Mohandas K. Gandhi (Oct. 2, 1869 – Jan.30, 1948) became known as the Mahatma or the “Great Soul” due to his wisdom in leading the people of India in non-violent resistance against British colonial rule in the 1930s and 40s. Gandhi was a great teacher. He wrote many books to train the people for the inner discipline necessary for non-violent civil disobedience. He drew on the teachings of Hinduism, Buddhism, Jesus Christ, and Mohammed. He was regarded as deeply spiritual, yet he professed faith in no deity or particular religion, saying: “My uniform experience has informed me that there is no other God than Truth.”

Many claim that his path of non-violent civil disobedience ultimately failed to liberate India, since they resorted to violent revolution. The truth of the matter, however, is that it is unlikely they would have had the cohesion and discipline to do that as a unified people had he not trained them in civil disobedience first. His teachings were instrumental in instructing MartinLuther King, Jr., Simone Weil, and Dietrich Bonhoffer, thus, he impacted US civil rights, and the French and German resistance.

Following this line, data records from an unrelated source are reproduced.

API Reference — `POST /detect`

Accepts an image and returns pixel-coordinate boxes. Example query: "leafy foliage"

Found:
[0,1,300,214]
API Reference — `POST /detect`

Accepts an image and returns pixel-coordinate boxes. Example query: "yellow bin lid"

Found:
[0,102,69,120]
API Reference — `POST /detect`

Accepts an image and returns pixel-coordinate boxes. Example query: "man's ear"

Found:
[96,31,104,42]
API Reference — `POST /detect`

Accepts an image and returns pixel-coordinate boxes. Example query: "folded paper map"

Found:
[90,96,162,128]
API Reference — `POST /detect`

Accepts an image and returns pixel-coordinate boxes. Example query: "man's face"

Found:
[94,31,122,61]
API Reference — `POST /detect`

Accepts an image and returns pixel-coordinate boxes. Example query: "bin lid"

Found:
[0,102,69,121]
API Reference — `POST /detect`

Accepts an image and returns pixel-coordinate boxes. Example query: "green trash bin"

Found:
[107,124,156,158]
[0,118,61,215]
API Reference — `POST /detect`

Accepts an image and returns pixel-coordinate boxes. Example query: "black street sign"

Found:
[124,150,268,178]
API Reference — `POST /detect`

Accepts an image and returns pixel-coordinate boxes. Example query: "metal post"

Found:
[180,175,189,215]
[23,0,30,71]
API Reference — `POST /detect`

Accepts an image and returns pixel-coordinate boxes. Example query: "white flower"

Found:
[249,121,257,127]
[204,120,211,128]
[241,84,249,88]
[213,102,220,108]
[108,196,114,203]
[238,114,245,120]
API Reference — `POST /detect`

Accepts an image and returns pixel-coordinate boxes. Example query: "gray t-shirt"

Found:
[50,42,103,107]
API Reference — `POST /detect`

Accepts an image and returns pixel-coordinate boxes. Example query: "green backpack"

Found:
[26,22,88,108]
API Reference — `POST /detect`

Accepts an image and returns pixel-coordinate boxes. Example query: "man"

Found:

It was through Gandhi’s correspondence with two different actors in the resistance to Hitler that I first connected with him; that was Dietrich Bonhoeffer in Germany and Simone Weil in France. This led me to read his biography and most of his works. I had to learn a fair amount of Hindi to understand them. I came to truly revere the man and fully embrace his philosophy of non-violent civil disobedience.

“I object to violence because, when it appears to do good, it is only temporary; the evil it does is permanent.”

Painting is acrylic on 16″ x 20″ stretched canvas.

Price: $200

This was a gift to my friend Ray Acker on the occasion of his ordination to the priesthood in the Antiochian Orthodox Church, as Fr. Herman. I wrote the words of Gandhi, above, on the back of the canvas frame:

“My uniform experience has informed me that there is no other God than Truth.”